Physical Uplink Shared Channel Processing Period

What is this patent about?

’404 is related to the field of wireless communication, specifically addressing the scheduling of uplink transmissions in cellular networks. In modern cellular systems like LTE and 5G, efficient scheduling is crucial for maximizing throughput and minimizing latency. A key challenge is ensuring that the user equipment (UE) has sufficient time to process the downlink control information (DCI) that grants it uplink resources before it needs to transmit on the physical uplink shared channel (PUSCH) .

The underlying idea behind ’404 is to optimize uplink scheduling by taking into account the UE's processing capabilities. The base station learns the minimum time a UE needs to process a DCI message and prepare for a PUSCH transmission. This PUSCH processing period is signaled by the UE to the base station.
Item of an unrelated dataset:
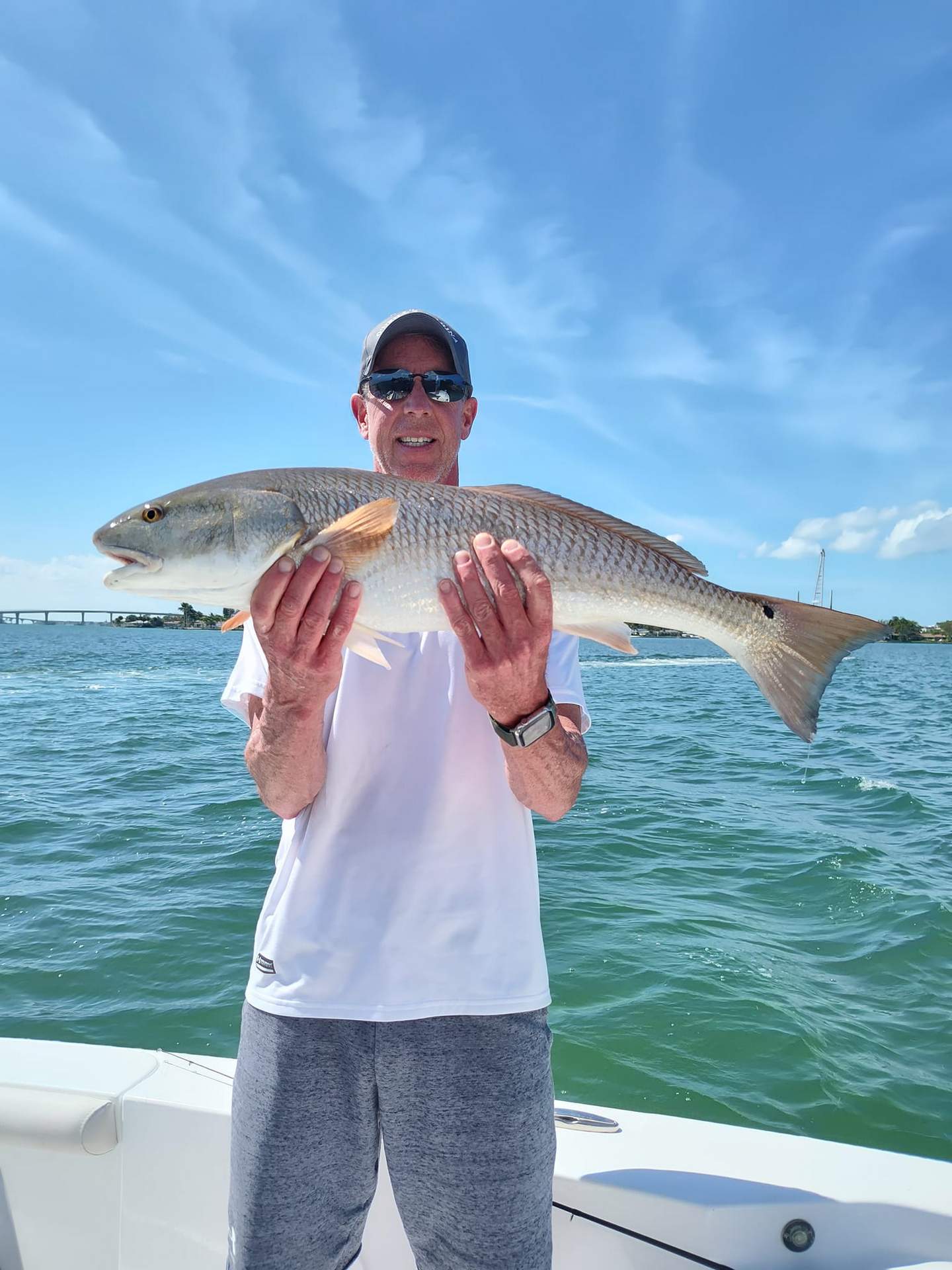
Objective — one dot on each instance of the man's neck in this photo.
(451, 478)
The base station then ensures that it schedules uplink transmissions such that the UE always has at least this minimum processing time.
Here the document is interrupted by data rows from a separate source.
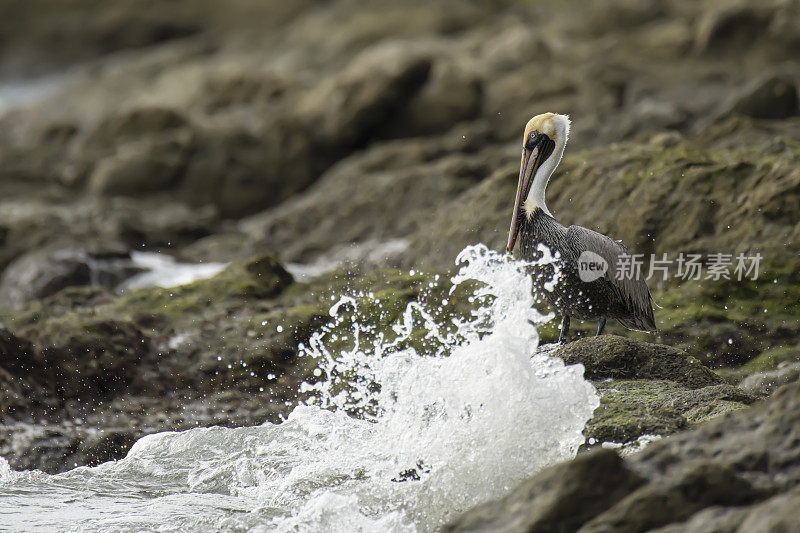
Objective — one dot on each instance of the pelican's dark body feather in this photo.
(627, 299)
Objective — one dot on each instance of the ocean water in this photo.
(391, 438)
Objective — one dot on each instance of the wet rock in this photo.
(144, 222)
(345, 111)
(42, 273)
(88, 358)
(138, 122)
(774, 97)
(765, 383)
(731, 27)
(614, 357)
(735, 470)
(241, 171)
(451, 94)
(381, 194)
(19, 368)
(560, 498)
(702, 484)
(630, 409)
(766, 361)
(142, 166)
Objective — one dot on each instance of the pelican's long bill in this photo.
(527, 170)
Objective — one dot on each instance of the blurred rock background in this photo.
(347, 142)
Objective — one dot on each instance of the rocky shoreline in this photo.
(361, 146)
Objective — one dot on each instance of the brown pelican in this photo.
(583, 282)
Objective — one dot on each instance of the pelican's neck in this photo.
(536, 196)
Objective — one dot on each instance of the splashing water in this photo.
(437, 431)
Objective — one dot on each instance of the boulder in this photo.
(142, 166)
(630, 409)
(560, 498)
(20, 372)
(737, 472)
(771, 97)
(44, 272)
(765, 383)
(614, 357)
(87, 358)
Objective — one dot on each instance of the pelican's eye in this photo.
(530, 143)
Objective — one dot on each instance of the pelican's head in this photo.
(542, 146)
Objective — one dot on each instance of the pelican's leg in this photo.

The claims of ’404 focus on a base station receiving a capability message from a wireless device. This message includes a parameter specifying the minimum time the UE needs to process a DCI assigning uplink resources and prepare for the corresponding PUSCH transmission. The base station then transmits a DCI assigning uplink resources, ensuring that the transmission occurs after a time period that is equal to or greater than the UE's reported minimum PUSCH processing period . Finally, the base station receives the transport block transmitted by the UE.

In practice, the base station uses the UE's reported processing time to avoid scheduling uplink transmissions too aggressively. Without this information, the base station might schedule transmissions that the UE is unable to prepare for in time, leading to dropped packets and reduced throughput. By respecting the UE's processing limitations, the base station ensures that the UE has sufficient time to perform necessary operations like decoding the DCI, configuring its transmitter, and preparing the data for transmission.
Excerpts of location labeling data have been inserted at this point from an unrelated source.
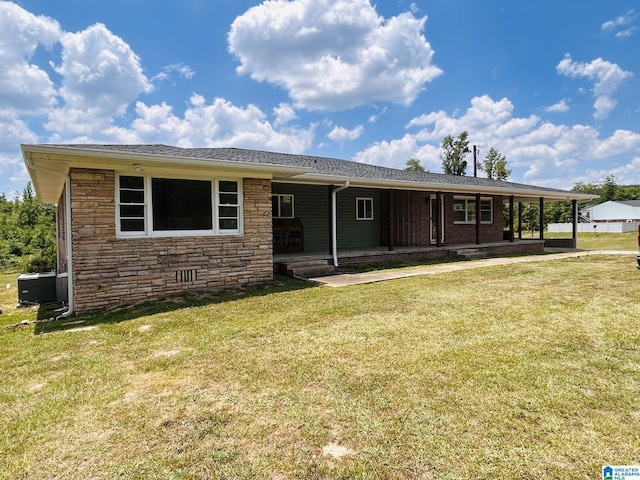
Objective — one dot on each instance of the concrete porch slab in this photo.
(347, 279)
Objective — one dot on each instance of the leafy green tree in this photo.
(27, 233)
(414, 165)
(495, 165)
(609, 188)
(453, 153)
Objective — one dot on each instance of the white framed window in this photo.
(464, 210)
(158, 206)
(364, 208)
(282, 205)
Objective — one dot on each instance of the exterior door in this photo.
(434, 217)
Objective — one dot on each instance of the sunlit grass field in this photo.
(527, 371)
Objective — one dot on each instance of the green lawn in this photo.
(528, 371)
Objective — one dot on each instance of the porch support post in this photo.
(334, 221)
(520, 220)
(477, 219)
(392, 219)
(330, 216)
(574, 205)
(541, 207)
(439, 219)
(511, 214)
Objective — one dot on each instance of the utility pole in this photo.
(475, 161)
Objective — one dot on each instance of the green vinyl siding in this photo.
(311, 206)
(354, 233)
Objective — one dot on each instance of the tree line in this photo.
(454, 151)
(27, 233)
(453, 157)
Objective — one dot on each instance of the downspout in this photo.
(67, 212)
(334, 220)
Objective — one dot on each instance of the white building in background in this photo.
(609, 217)
(614, 211)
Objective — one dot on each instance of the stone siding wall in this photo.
(109, 271)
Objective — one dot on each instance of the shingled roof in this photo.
(322, 170)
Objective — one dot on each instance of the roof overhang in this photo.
(49, 165)
(520, 193)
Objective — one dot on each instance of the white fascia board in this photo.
(95, 158)
(532, 193)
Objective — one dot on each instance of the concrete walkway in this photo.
(343, 280)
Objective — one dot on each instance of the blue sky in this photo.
(554, 86)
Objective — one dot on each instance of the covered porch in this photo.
(304, 264)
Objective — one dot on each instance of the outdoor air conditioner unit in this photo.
(37, 288)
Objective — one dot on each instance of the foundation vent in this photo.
(186, 276)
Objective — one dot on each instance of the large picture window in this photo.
(181, 204)
(464, 210)
(170, 206)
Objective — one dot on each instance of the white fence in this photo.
(596, 227)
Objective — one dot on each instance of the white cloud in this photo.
(607, 77)
(373, 118)
(219, 124)
(561, 106)
(340, 134)
(101, 76)
(24, 86)
(343, 55)
(621, 22)
(179, 69)
(283, 113)
(626, 174)
(539, 152)
(626, 33)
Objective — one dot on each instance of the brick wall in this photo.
(110, 271)
(456, 234)
(411, 226)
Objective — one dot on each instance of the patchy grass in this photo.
(602, 241)
(521, 371)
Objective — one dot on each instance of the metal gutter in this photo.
(68, 232)
(334, 221)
This approach differs from prior solutions that may have relied on fixed timing assumptions or generic estimates of UE processing capabilities. By allowing the UE to explicitly signal its processing time, the system can adapt to the specific capabilities of each device. This is particularly important in heterogeneous networks where different UEs may have vastly different processing power. By tailoring the scheduling to each UE's capabilities, the system can achieve more efficient resource utilization and improve overall network performance.